Porque los títulos de rey y reina eran macedonios, mientras que el título de
faraón pertenecía a la impresionante intemporalidad del propio Egipto. El ankh
de faraón era la clave de una sanción más que religiosa, era también la llave
de las inmensas bóvedas del tesoro que había debajo del templo de Menfis, pues
estaban bajo custodia
de los sacerdotes y no guardaban relación con Alejandría, donde el rey y la
reina llevaban una vida orientada al estilo macedonio.
Pero
la séptima Cleopatra pertenecía a los sacerdotes. Había pasado tres años de su
infancia bajo la custodia de éstos en Menfis, hablaba egipcio formal y demótico
y había subido al trono como faraón. Era la primera de los Ptolomeos de la
dinastía que hablaba egipcio. Ser faraón significaba tener autoridad completa,
como una diosa, desde un extremo al otro de Egipto; también significaba que
tenía acceso, sí llegaba a necesitarlo alguna vez, a las bóvedas del tesoro.

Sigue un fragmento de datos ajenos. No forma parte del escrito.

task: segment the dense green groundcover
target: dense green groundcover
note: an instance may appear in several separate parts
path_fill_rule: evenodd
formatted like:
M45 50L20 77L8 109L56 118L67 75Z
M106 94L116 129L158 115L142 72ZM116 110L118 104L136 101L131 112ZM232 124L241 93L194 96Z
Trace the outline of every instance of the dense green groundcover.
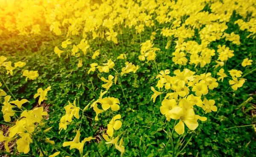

Mientras que en una Alejandría no egipcia ser faraón no podía realzar la
posición de Cleopatra. Y la economía de Egipto y Alejandría no dependía del
contenido de las bóvedas del tesoro; los ingresos públicos del monarca
alcanzaban los seis mil talentos al año, y los ingresos privados otro tanto. En
Egipto no había nada que fuera propiedad privada, todo iba a parar al monarca y
a los sacerdotes.
Y así
los triunfos de los dos primeros años de Cleopatra estuvieron más relacionados
con Egipto que con Alejandría, aislada al oeste del Nilo canópico, el brazo más
occidental del delta. También estaban relacionados con un enclave místico de
gente que habitaba el delta oriental, la tierra de Onias, separada y
autosuficiente y que no le debía lealtad a las creencias religiosas de
Macedonia ni de Egipto.
La tierra de Onias era la patria de los judíos que
habían huido de la Judea helenizada después de negarse a reconocer a un alto
sacerdote cismático, y conservaba aún su ferviente judaísmo. También
suministraba a Egipto el grueso de su ejército y controlaba Pelusio, el otro
puerto importante que Egipto poseía en las costas del Mare Nostrum. Y
Cleopatra, que hablaba hebreo y arameo con fluidez, era muy querida en la
tierra de Onias.
El
primer peligro, el asesinato de los dos hijos de Bíbulo, había conseguido
sortearlo bien. Pero el peligro actual era mucho más serio. Cuando llegó el
momento de la segunda inundación de su reinado, ésta cayó en el codo de la
muerte. El Nilo no desbordó sus orillas, el agua fangosa no fluyó sobre los
campos y los sembrados no pudieron asomar sus hojas de un verde vivo por encima
del suelo apergaminado. Porque el sol resplandecía sobre el reino de Egipto
todos los días y todos los años; el agua que daba la vida era el don del Nilo,
no de los cielos, y el faraón era la personificación deificada del río.